Several Boulder residents have either made films or appear in them at this year's festival. Close -- who started volunteering for the festival in 2007 -- said that though local filmmakers have work in the festival every year, this year, it's more than usual.

"I don't know how that ended up happening, but I feel honestly like this community is putting out some great filmmakers," she said. "There's an awesome culture here for that, it's a really creative community. We have the Outside Adventure Film School, and Serac and Sender -- so there are these amazing companies here."

"It's always nice to have a lot international films, but... I think there's pride in it," Close said of the local films. "This is Boulder's homegrown Adventure Film Festival."

One of those local filmmakers, Renan Ozturk, had three films selected for showings at the Boulder festival. (The festival travels to several locations: France, Chile, Australia and Asheville, N.C.) Ozturk's "Living the Dream 2" is an unexpected sequel to "Living the Dream," which was a fun day-in-the-life short about living and climbing (and skateboarding to a climb) in Boulder and Eldorado Canyon. The sequel, however, is about his recovery from a serious skiing accident that left him with two fractured vertebra in his neck and a fractured skull.

"It was something creative for me to do while I was recovering," Ozturk said of the sequel. "I wasn't really supposed to be doing anything. That I was even shooting at all was pushing my limits."

In the film, Ozturk removes his neck brace and climbs the First Flatiron.

"I just like to create things on a day-to-day level, and that was part of the recovery process for me -- not only coming back to climbing but back to shooting."

In another locally-made film, "Driven," Boulder cycling advocate Ryan Van Duzer lands his dream job hosting a show for the Travel Channel only to learn his contract includes a stipulation that "was like a dagger through the heart," he said.

He had to drive a car.

"I've chosen my one way of helping the world, and that's riding a bike," he said.

So at the age of 32, Van Duzer tries to learn how to drive -- a manual transmission, since that's what he'll find in many places around the globe.
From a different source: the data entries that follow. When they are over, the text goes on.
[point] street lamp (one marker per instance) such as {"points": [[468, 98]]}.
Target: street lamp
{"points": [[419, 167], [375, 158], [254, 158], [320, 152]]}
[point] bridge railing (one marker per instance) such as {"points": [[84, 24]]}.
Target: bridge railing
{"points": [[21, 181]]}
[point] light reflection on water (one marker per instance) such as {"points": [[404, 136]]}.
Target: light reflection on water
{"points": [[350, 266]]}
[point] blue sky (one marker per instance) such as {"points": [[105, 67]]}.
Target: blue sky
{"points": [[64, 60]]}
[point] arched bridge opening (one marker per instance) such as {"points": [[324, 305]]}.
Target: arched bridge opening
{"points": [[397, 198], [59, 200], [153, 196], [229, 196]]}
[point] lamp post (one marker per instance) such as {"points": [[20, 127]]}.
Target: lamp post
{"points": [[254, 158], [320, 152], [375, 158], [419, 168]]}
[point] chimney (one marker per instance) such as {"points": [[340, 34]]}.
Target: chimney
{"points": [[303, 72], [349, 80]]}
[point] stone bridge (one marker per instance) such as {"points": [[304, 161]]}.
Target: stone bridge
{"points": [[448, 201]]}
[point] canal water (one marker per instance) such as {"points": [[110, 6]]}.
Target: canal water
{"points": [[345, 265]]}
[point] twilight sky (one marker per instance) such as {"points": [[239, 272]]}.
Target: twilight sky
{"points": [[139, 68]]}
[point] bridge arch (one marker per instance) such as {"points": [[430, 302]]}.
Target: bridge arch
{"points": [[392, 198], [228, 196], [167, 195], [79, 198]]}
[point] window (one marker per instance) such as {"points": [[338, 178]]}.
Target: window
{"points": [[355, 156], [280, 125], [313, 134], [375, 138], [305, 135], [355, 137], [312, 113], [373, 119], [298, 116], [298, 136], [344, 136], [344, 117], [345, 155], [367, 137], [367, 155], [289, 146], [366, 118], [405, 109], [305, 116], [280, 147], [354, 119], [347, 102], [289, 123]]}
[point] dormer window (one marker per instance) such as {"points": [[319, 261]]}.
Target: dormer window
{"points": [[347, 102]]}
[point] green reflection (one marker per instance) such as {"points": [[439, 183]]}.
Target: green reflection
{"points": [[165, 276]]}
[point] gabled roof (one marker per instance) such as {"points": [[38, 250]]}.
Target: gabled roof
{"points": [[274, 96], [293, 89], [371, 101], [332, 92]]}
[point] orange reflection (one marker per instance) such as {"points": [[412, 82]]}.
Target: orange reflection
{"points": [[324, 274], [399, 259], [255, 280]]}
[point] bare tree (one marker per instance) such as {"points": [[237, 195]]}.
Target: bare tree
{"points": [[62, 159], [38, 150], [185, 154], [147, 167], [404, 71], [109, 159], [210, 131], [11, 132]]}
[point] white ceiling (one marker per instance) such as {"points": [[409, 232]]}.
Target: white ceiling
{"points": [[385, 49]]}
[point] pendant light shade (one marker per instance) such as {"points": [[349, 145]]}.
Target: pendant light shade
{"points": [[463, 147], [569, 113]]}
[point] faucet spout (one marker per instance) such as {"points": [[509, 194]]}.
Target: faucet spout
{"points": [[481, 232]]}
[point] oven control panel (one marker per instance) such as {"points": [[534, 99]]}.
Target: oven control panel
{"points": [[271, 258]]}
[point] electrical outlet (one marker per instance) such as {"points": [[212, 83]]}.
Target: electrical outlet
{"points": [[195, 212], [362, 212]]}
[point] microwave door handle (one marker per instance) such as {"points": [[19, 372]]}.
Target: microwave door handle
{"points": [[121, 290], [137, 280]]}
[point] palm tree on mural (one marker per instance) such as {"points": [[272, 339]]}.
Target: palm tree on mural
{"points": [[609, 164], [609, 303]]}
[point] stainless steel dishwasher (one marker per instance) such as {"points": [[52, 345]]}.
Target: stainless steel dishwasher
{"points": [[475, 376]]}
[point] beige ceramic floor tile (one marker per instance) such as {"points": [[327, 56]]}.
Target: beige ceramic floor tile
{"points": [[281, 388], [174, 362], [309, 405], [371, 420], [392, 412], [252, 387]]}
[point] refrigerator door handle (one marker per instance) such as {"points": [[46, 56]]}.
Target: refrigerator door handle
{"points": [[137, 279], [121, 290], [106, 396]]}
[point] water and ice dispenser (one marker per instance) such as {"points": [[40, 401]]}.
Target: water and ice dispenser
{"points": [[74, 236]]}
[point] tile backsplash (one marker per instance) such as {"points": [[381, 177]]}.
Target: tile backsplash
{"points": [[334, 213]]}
But a lot of the film, which was made by Asha Mevlana, is about why he doesn't drive, Van Duzer said. "Only a little bit of it is me goofing around in the car," he added.

He's been trying to keep whether or not he learned to drive and got a license a secret ahead of the film's premiere at Adventure Film, he said. But he did reveal:

"I did learn, somewhat, how to drive. But I wouldn't trust me behind the wheel."